9782709656221-001-xAu fin fond de la campagne anglaise se cache une bibliothèque pour le moins étrange. Ici, en effet, ne sont répertoriés et mis en rayons que les manuscrits ayant fait l’objet de refus de la part d’éditeurs, accompagnés de leurs missives – parfois violentes – de rejet. Sous l’égide du conservateur en chef, le Dr Montague Patience, une incroyable équipe de bibliothécaires est chargée de veiller à la bonne classification et conservation des différents ouvrages qui parviennent nombreux à la bibliothèque. Et alors que l’on s’attendrait à ce que personne ne soit attiré par ces manuscrits inédits – bien souvent mal écrits – d’auteurs totalement inconnus, il n’en est rien. Notre bande de bibliothécaires va devoir surmonter toute une série de perturbations : consœur américaine plus que pénible, troublante étudiante cachant une actrice aux intentions plus que douteuses, cambrioleurs et j’en passe ! Mais qu’on se le tienne pour dit, Montague et son équipe sont prêts à tout pour défendre les biens qui leur ont été confiés.

Ce roman est tout bonnement un chef-d’oeuvre d’humour anglais ! Chaque page vient révéler des situations plus cocasses les unes que les autres et des personnages hilarants par le sérieux avec lequel ils y font face.
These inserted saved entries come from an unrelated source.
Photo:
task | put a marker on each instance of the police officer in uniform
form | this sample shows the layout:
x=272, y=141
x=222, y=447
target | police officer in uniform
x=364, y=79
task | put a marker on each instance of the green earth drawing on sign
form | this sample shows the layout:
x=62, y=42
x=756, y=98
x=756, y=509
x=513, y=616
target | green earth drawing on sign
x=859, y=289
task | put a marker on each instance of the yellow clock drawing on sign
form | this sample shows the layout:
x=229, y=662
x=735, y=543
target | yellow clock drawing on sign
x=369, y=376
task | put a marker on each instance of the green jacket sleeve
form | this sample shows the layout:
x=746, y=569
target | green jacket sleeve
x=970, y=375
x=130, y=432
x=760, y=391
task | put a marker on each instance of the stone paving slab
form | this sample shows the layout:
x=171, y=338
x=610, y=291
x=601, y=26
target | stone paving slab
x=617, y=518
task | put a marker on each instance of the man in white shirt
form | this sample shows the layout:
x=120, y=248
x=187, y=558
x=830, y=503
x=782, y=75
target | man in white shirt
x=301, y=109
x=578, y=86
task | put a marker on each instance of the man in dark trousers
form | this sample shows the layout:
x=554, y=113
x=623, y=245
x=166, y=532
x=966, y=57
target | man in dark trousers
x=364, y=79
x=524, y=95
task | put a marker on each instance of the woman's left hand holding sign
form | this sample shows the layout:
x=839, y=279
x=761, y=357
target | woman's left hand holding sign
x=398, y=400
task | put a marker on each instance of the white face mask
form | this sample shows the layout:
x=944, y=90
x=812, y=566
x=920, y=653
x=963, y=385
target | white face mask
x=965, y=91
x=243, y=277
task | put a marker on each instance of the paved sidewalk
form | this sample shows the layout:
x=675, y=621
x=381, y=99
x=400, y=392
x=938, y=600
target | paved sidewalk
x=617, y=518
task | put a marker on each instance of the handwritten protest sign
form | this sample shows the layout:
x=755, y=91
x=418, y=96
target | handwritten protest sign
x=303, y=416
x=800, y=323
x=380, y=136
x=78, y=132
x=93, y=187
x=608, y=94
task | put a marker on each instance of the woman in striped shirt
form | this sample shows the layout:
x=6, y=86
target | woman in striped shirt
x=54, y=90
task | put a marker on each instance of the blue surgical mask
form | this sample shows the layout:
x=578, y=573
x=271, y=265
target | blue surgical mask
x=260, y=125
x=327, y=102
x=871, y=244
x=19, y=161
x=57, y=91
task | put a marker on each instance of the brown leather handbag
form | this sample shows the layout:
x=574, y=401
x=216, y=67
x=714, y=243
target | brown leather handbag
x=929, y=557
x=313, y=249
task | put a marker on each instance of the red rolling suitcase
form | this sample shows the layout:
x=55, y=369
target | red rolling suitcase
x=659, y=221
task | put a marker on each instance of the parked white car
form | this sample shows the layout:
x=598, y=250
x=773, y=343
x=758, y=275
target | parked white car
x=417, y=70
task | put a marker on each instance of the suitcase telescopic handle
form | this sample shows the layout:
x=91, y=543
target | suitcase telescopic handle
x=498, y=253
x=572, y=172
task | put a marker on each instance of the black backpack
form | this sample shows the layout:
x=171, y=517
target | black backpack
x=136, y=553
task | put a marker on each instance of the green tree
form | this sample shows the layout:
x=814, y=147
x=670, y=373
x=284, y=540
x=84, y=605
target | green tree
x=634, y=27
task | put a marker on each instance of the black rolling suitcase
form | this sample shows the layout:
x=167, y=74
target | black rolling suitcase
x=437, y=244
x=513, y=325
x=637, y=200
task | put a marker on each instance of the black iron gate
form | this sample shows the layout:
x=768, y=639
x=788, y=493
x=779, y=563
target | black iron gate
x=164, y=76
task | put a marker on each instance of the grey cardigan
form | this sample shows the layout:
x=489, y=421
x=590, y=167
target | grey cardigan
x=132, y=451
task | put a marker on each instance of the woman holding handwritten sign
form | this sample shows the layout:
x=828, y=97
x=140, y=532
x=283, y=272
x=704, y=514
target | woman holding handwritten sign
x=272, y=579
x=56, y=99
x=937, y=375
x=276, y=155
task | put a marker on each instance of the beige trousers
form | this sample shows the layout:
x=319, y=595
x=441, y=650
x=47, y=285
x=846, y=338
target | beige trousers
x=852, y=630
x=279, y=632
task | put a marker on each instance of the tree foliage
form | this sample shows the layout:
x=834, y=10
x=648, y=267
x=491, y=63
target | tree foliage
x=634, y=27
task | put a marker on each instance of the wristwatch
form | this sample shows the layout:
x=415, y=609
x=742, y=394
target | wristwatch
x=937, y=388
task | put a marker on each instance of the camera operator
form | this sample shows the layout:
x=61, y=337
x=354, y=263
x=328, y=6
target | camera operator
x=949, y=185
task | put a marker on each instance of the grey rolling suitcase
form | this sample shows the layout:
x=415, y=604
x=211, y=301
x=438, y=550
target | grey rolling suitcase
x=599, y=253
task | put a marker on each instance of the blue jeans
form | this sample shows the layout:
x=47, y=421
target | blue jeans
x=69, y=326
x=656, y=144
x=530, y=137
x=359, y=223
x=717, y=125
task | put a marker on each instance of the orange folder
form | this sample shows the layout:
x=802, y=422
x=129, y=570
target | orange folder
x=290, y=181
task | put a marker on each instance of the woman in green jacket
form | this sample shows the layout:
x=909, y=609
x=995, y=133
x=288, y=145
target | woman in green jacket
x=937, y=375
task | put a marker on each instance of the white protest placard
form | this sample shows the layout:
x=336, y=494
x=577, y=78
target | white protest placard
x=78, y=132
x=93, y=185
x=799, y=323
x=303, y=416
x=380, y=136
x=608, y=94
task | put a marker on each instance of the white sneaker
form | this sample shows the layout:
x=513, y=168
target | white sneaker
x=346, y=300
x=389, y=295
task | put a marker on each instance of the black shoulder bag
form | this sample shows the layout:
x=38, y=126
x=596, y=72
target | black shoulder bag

On retrouve ici le fameux nonsense carrollien, les bibliothécaires et surtout le conservateur en chef se posant des questions plus qu’absurdes mais hautement existentielles dont les principales sont : « quel était l’intérêt de la Bibliothèque ? A quoi servaient-ils tous ? […] la littérature publiée avait-elle plus de valeur que la littérature impubliée ? ». Evidemment, ce genre de questionnement ne remet absolument pas en cause le travail du Dr Patience ni celui de la trentaine de personnes œuvrant dans cette bibliothèque si singulière. Bien difficile de décrire davantage cet ouvrage tant il réserve de surprises. Je l’ai lu très doucement pour profiter le plus longtemps possible des pépites qu’il réserve, c’est dire ! Il m’a un peu fait penser à La conjuration des imbéciles de Toole que j’avais lu et chroniqué il y a quelques années.On notera un joli pamphlet contre la cruauté du monde éditorial qui viendra réjouir tous les écrivains qui se sont vus refuser un jour ou l’autre leur manuscrit. Gros coup de cœur ! Juste pour le plaisir de vous donner un exemple de l’humour et de l’écriture parfaitement maîtrisée de l’auteur, je cite ici l’une des fameuses lettres de refus adressées par un éditeur à un auteur de manuscrit refusé en devenir :

« Cher monsieur,

En dépit des quarante-sept rudes années que je vient de passer dans l’édition, je ne parviens pas à comprendre comment quelqu’un peut oser écrire un manuscrit tel que celui que vous nous avez envoyé. C’est peu dire que cela relève d’un scandaleux gâchis de papier dactylographié.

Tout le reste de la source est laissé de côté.